The great advocate, Erskine, speaking in court in 1792, said, "If I were to ask you, gentlemen of the jury, what is the choicest fruit that grows upon the tree of English liberty, you would answer 'Security under the law'. If I were to ask the whole people of England the return they looked for at the hands of government for the burdens under which they bend to support it, I should still be answered 'Security under the law'". Those words are as true today as when they were spoken, and they were spoken in a year when revolution was running red riot in France; when England, led by the younger Pitt, was within a few months of war with France - with a Napoleon ready within two years to win his first victory against the English, and to begin his fluttering and threatening of the entire civilized world.
Of all laws, that of the Constitution is at once the most fundamental and the most sacred. Parliaments may tell us from day to day what we are to do or not to do. The Parliaments themselves are controlled by the Constitution, which is not their servant but, on the contrary, their master.
The Commonwealth Constitution is the organic law under which the Commonwealth Parliament and the Commonwealth Government are set up and exercise their function.

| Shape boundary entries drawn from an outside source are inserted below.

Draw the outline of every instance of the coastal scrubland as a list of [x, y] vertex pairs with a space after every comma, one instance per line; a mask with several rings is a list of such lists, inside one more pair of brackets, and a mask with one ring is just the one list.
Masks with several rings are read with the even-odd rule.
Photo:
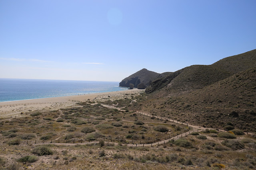
[[[197, 132], [191, 129], [195, 132], [189, 135], [152, 147], [126, 143], [124, 140], [146, 141], [164, 137], [186, 125], [129, 110], [132, 105], [145, 101], [143, 93], [124, 94], [118, 99], [109, 96], [100, 98], [98, 104], [87, 100], [58, 110], [31, 111], [22, 117], [1, 119], [2, 168], [255, 168], [256, 136], [232, 125], [226, 132], [213, 129]], [[100, 103], [113, 107], [127, 107], [121, 111]], [[120, 141], [96, 139], [102, 137]], [[92, 139], [90, 142], [84, 143], [88, 139]]]

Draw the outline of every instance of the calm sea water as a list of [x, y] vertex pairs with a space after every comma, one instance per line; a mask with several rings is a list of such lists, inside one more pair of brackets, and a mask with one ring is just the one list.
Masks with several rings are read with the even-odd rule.
[[0, 102], [127, 90], [119, 82], [0, 78]]

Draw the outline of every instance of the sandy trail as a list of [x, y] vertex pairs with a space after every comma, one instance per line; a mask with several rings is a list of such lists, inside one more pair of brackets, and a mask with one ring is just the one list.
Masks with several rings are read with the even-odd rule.
[[[79, 102], [88, 100], [97, 101], [122, 98], [125, 94], [137, 94], [144, 90], [134, 89], [126, 90], [95, 93], [84, 95], [32, 99], [18, 101], [0, 102], [0, 118], [24, 116], [26, 113], [42, 109], [53, 110], [77, 106]], [[109, 97], [108, 97], [109, 96]]]

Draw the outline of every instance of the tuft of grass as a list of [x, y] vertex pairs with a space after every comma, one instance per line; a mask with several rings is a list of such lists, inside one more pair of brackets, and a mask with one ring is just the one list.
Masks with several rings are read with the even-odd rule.
[[220, 132], [218, 134], [218, 137], [221, 138], [226, 139], [236, 139], [236, 137], [234, 134], [232, 134], [228, 132]]
[[230, 131], [233, 132], [235, 135], [244, 135], [244, 132], [240, 129], [235, 129], [231, 130]]
[[52, 138], [52, 136], [50, 135], [47, 135], [45, 136], [42, 136], [40, 138], [41, 140], [49, 140]]
[[16, 139], [14, 140], [12, 140], [10, 141], [9, 142], [9, 145], [18, 145], [19, 142], [20, 142], [20, 139]]
[[175, 145], [179, 146], [184, 148], [191, 147], [191, 143], [188, 141], [183, 139], [180, 139], [172, 142]]
[[22, 135], [20, 136], [20, 137], [22, 139], [29, 140], [36, 137], [36, 135], [34, 134], [30, 133], [28, 134]]
[[32, 150], [32, 153], [38, 156], [42, 156], [52, 154], [53, 152], [49, 147], [41, 145], [34, 148]]
[[32, 156], [26, 156], [24, 157], [22, 157], [18, 160], [18, 162], [29, 162], [32, 163], [38, 160], [38, 158], [37, 156], [34, 155]]
[[145, 123], [142, 121], [138, 120], [134, 122], [134, 124], [136, 125], [142, 125]]
[[220, 168], [220, 169], [222, 169], [222, 168], [224, 168], [225, 167], [225, 165], [221, 164], [216, 164], [216, 163], [213, 164], [212, 166], [213, 167], [218, 168]]
[[226, 139], [222, 142], [221, 144], [231, 148], [234, 150], [242, 149], [244, 148], [244, 144], [237, 140]]
[[67, 131], [69, 132], [74, 132], [76, 130], [76, 127], [74, 126], [71, 126], [67, 129]]
[[199, 139], [205, 140], [207, 139], [206, 137], [204, 135], [198, 135], [196, 137]]
[[102, 129], [114, 128], [114, 126], [112, 126], [111, 125], [109, 125], [108, 124], [102, 124], [101, 125], [98, 125], [97, 126], [95, 126], [95, 127], [97, 127], [98, 128], [102, 128]]
[[0, 156], [0, 166], [3, 166], [5, 164], [5, 162], [4, 159], [3, 157]]
[[122, 123], [119, 122], [113, 123], [111, 124], [111, 125], [112, 125], [114, 126], [116, 126], [116, 127], [120, 127], [122, 125]]
[[199, 135], [199, 133], [198, 133], [197, 132], [193, 132], [190, 133], [190, 135], [192, 135], [194, 136], [197, 136]]
[[228, 131], [230, 131], [230, 130], [234, 129], [234, 127], [233, 126], [231, 126], [231, 125], [227, 125], [226, 126], [225, 126], [224, 127], [224, 129]]
[[162, 125], [158, 125], [155, 127], [154, 129], [155, 131], [158, 131], [160, 132], [167, 132], [169, 130], [167, 127]]
[[39, 112], [39, 111], [37, 111], [35, 113], [33, 113], [30, 114], [30, 116], [38, 116], [39, 115], [42, 115], [42, 113]]
[[95, 132], [95, 129], [92, 127], [85, 127], [83, 128], [81, 131], [84, 133], [90, 133], [92, 132]]

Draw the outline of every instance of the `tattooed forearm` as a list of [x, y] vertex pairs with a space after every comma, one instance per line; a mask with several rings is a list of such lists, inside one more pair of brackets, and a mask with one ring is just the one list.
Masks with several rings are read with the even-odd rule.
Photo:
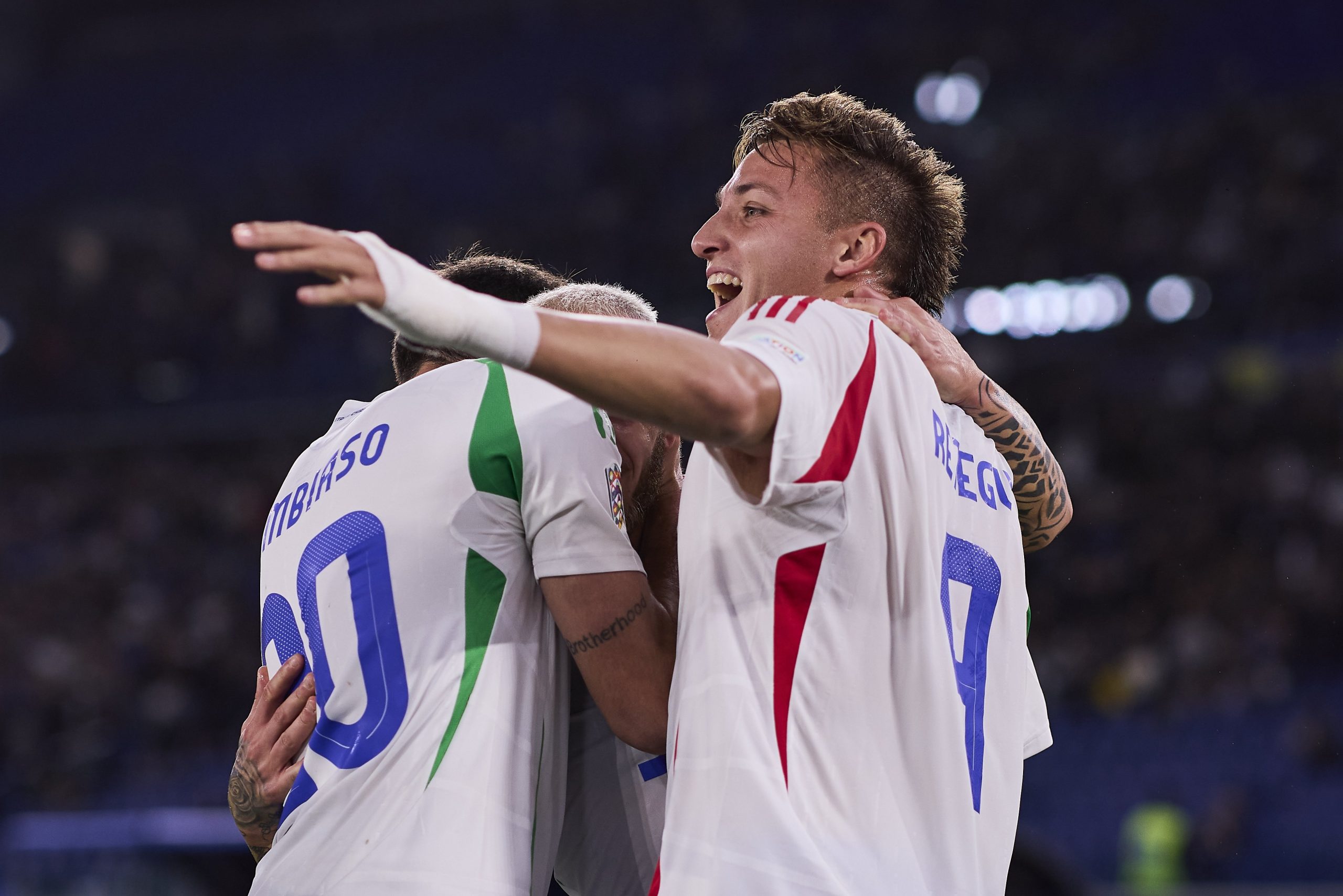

Neither Parliament nor Government can alter it. Only the people can do that. They were its creators forty years ago. They are its masters still.
You will at once see, if you have followed me so far, that to ignore the Constitution, to treat its structure and the limitations it imposes upon the powers of the Commonwealth Parliament as of no account, to endeavour by clamour to prevent recourse to the courts for its interpretation, is to violate the whole conception of the rule of law. It is to the credit of the Commonwealth Government that its responsible spokesmen have taken no part in this clamour.
If inciting people to disregard and disobey some petty local statute is an offence, is it to be a sign of merit to incite them to disregard and disobey the basic law under which our free institutions live?
These things have only to be thought about to be clearly understood.
If the day is to come when the courts are to be closed to the aggrieved citizen, when the King's writ is not to run because popular uproar wills it so, when the appeal to the law is to be an occasion of scoffing, then that day will cast a black shadow across British freedom. For Erskine's "security under the law", mark you, is not such security as your opponents, being in a majority, may concede; it is not something precariously dependent upon the whim of a mob. It is that security to which a man may confidently and calmly appeal, even though every man's hand may be against him. The law's greatest benefits are for the minority man - the individual.
Whatever public opinion may be - and most of us know little of the merits of this taxation argument, and will know but little more until our assessments come in - the Premiers have a perfect right, and indeed a duty, to see that whatever is done by any Parliament of this country is done in accordance with the powers conferred upon it by the supreme law of the land.